While Santa may have a magical sleigh and nine charismatic reindeer to help him deliver presents, for companies like FedEx, the problem of optimizing the efficient routing of holiday packages is so complex that they often use specialized software to solve it.
This software, called a mixed-integer linear programming (MILP) solver, breaks a huge optimization problem into smaller pieces and uses general algorithms to try to find the best solution. However, the solver could take hours – or even days – to arrive at a solution.
The process is so burdensome that a company often has to stop the software part way through, accepting a solution that is not ideal but the best that could be created in a given time.
Researchers from MIT and ETH Zurich used machine learning to speed things up.
They identified a key intermediate step in MILP solvers that has so many possible solutions that it takes an enormous amount of time to unravel, which slows down the whole process. The researchers used a filtering technique to simplify this step and then used machine learning to find the optimal solution for a particular type of problem.
Their data-driven approach allows a company to use its own data to adapt a general-purpose MILP solver to the problem at hand.
This new technique sped up MILP solvers between 30 and 70 percent, without any drop in accuracy. One could use this method to achieve an optimal solution more quickly or, for particularly complex problems, a better solution in a reasonable amount of time.
This approach could be used anywhere MILP solvers are used, such as by ride-hailing services, electric grid operators, vaccination distributors, or any entity facing a thorny resource allocation problem.
“Sometimes in a field like optimization, it’s very common for people to think of solutions as either purely machine learning or purely classical. I strongly believe that we want to get the best of both worlds, and this is a really strong example of this hybrid approach,” says senior author Cathy Wu, the Gilbert W. Winslow Assistant Career Development Professor in Civil and Environmental Engineering (CEE) , and a fellow of the Laboratory for Information and Decision Systems (LIDS) and the Institute for Data, Systems and Society (IDSS).
Wu wrote it paper with co-lead authors Sirui Li, IDSS graduate student, and Wenbin Ouyang, CEE graduate student. as well as Max Paulus, graduate student at ETH Zurich. The research will be presented at the Conference on Neural Information Processing Systems.
Hard to solve
MILP problems have an exponential number of possible solutions. For example, say a traveling salesman wants to find the shortest path to visit several cities and then return to his home city. If there are many cities you could visit in any order, the number of possible solutions may be greater than the number of people in the universe.
“These problems are called NP-hard, which means that it is highly unlikely that there will be an efficient algorithm to solve them. When the problem is big enough, we can only hope to achieve some suboptimal performance,” explains Wu.
A MILP solver uses a number of techniques and practical tricks that can achieve reasonable solutions in a reasonable amount of time.
A typical solver uses a divide-and-conquer approach, first dividing the space of possible solutions into smaller pieces with a technique called branching. The solver then uses a technique called clipping to compress these smaller pieces so they can be searched more quickly.
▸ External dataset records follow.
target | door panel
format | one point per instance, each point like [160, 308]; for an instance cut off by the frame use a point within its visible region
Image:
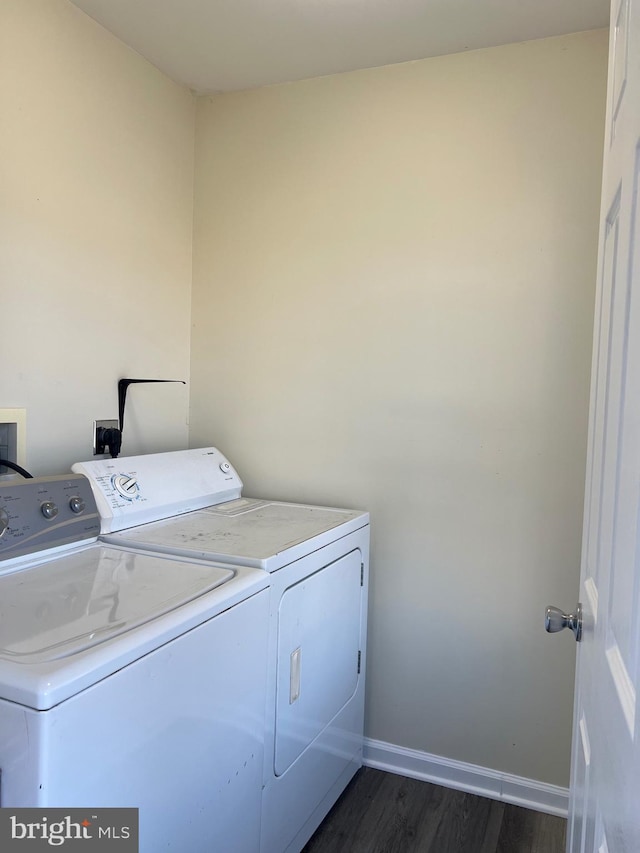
[605, 785]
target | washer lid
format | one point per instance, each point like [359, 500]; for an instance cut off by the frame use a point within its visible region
[69, 604]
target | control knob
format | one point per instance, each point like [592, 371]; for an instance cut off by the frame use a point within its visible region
[126, 486]
[48, 509]
[76, 504]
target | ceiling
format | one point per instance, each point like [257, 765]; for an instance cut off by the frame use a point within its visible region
[221, 45]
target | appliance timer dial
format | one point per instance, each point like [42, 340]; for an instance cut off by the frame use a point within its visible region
[126, 486]
[48, 509]
[76, 504]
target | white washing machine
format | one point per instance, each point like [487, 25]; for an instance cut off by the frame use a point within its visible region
[189, 503]
[128, 678]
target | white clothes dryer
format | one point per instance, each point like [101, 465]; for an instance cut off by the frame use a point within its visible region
[189, 504]
[128, 678]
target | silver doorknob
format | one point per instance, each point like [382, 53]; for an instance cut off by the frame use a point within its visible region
[555, 620]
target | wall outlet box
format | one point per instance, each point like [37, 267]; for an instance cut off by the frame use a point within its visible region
[13, 438]
[98, 428]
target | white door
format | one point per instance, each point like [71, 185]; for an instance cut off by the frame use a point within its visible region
[604, 814]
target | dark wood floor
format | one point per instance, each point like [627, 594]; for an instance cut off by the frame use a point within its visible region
[384, 813]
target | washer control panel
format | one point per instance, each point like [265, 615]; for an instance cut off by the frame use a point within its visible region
[45, 512]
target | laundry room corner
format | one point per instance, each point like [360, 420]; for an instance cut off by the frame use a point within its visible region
[95, 234]
[394, 274]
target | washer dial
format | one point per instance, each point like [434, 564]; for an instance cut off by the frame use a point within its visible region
[126, 486]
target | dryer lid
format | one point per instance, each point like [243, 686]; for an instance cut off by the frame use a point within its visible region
[69, 604]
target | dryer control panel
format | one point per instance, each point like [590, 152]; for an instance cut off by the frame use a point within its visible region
[133, 490]
[44, 512]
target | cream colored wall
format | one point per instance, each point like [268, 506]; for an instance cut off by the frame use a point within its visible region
[96, 206]
[393, 291]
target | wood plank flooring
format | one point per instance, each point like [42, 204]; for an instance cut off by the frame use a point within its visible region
[383, 813]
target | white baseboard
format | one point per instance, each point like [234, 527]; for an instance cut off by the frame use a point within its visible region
[482, 781]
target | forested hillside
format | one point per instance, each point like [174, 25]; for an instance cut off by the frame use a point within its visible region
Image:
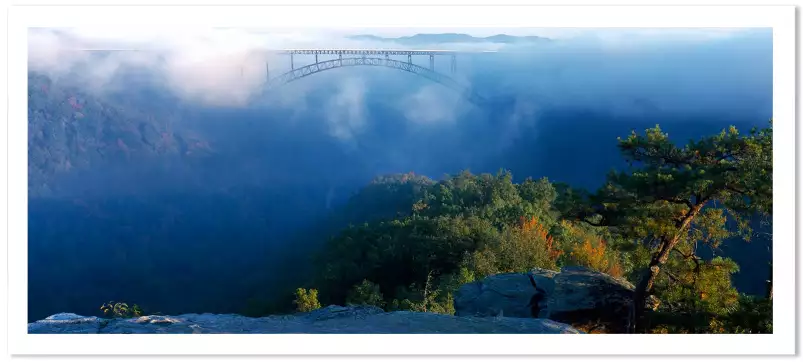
[649, 223]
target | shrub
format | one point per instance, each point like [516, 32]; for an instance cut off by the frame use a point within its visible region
[306, 300]
[121, 310]
[366, 293]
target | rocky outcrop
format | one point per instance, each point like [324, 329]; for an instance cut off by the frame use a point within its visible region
[508, 295]
[575, 295]
[332, 319]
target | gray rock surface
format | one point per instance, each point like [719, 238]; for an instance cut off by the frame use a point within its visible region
[331, 319]
[575, 295]
[506, 294]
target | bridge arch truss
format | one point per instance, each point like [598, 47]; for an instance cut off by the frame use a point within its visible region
[321, 66]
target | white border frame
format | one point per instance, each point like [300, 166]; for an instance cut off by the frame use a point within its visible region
[780, 18]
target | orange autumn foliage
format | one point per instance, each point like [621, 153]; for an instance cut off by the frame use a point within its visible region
[532, 225]
[594, 254]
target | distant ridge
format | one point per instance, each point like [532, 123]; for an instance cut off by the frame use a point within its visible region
[419, 39]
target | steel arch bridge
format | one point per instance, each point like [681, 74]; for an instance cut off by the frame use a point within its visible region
[363, 59]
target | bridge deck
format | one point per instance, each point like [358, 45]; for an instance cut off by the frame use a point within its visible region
[380, 51]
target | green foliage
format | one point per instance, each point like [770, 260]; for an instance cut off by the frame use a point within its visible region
[366, 293]
[306, 300]
[121, 310]
[436, 236]
[674, 198]
[463, 227]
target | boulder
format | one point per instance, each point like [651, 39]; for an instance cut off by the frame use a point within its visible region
[575, 295]
[507, 295]
[590, 298]
[332, 319]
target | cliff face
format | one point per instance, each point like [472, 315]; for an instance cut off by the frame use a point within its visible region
[332, 319]
[71, 130]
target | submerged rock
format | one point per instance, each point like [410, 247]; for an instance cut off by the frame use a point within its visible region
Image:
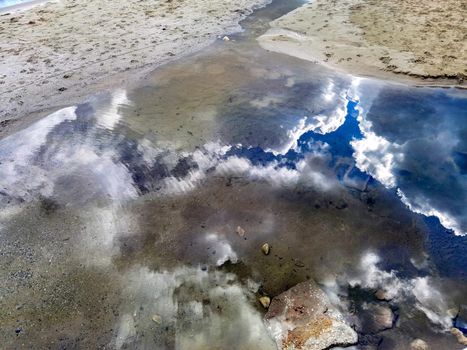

Cutting uses a set of rules that limit the search space without eliminating any feasible solutions. These rules are generated by a few dozen algorithms, known as classifiers, that have been created for different kinds of MILP problems.
Wu and her team found that the process of determining the ideal combination of partitioning algorithms to use is, in itself, a problem with an exponential number of solutions.
“Separator management is a key part of any solution, but this is an underappreciated aspect of the problem space. One of the contributions of this work is identifying the splitter management problem as a machine learning task at the outset,” he says.
Shrinking the solution space
She and her colleagues devised a filtering mechanism that reduces this separator search space from more than 130,000 possible combinations to about 20 choices. This filtering mechanism is based on the principle of diminishing marginal returns, which says that the greatest benefit would come from a small set of algorithms, and adding more algorithms would not bring much additional improvement.
They then use a machine learning model to select the best combination of algorithms from the remaining 20 options.
This model is trained with a data set specific to the user’s optimization problem, so it learns to choose algorithms best suited to the user’s specific task. Since a company like FedEx has solved routing problems many times in the past, using real data gathered from past experience should lead to better solutions than starting from scratch each time.
The model’s iterative learning process, known as context bandits, a form of reinforcement learning, involves choosing a possible solution, getting feedback on how good it was, and then trying again to find a better solution.
This data-driven approach sped up the MILP solvers between 30 and 70 percent without any drop in accuracy. Furthermore, the speedup was similar when applied to a simpler open source solver and a more powerful, commercial solver.
In the future, Wu and her colleagues want to apply this approach to even more complex MILP problems, where collecting labeled data for model training could be especially difficult. Perhaps they can train the model on a smaller data set and then modify it to tackle a much larger optimization problem, he says. Researchers are also interested in interpreting the learned model to better understand the effectiveness of different segmentation algorithms.
This research is supported, in part, by Mathworks, the National Science Foundation (NSF), the MIT Amazon Science Hub, and the MIT Research Support Committee.